Because of the latter, gold standard datasets are often difficult to obtain. How do we find ground-truth datasets backed by experts that can eliminate ambiguity and disagreement among annotators? Additionally, while a dataset may be free of any annotator subjectivities, it may still be biased due to the dataset's lack of sampling diversity. When machine learning (ML) algorithms are trained on such biased datasets, the AI product may act in ways that are irresponsible, offensive, or even life-threatening.
We'd like to welcome NeurIPS attendees to join our social and discuss how to build ML systems immune to biases, obtain representative datasets, and resolve disagreements among annotators in order to bring out high-quality AI products.

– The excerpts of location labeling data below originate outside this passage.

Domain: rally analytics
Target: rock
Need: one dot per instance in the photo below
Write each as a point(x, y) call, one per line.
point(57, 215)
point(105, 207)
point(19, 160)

Our goal is to bring together people from different backgrounds and hear various opinions on how imperfect AI systems impact people's lives and how the training data can be changed to improve the state of affairs.
Toloka Social is an in-person two-part roundtable event with free snacks and beverages.
Location:
Room 394
New Orleans Ernest N. Morial Convention Center
900 Convention Center Blvd New Orleans, LA 70130
Date and time:
Wednesday, November 30, 2022
6:00 PM - 8:00 PM CST (UTC-06)
What lessons can we learn from biased and unfair AI systems, and how can we prevent these mistakes in the future?
How can we empower digital workers as we strive to reach our AI potential and obtain large-scale multiculturally diverse and unbiased data?
Data labeling + Social sciences: the spillovers. We'll talk about some common issues for the two fields, such as data quality and objectivity, performer selection, motivation, and biases, and how researchers and practitioners can enrich each other while tackling them.
How can we apply approaches from other disciplines to address weaknesses in AI systems caused by imperfect data?
How can the need for human-labeled data be channeled to help online annotators earn extra income in regions of the world where job opportunities are few and far between?
How do we obtain representative datasets and establish ground truth without inter-annotator agreement?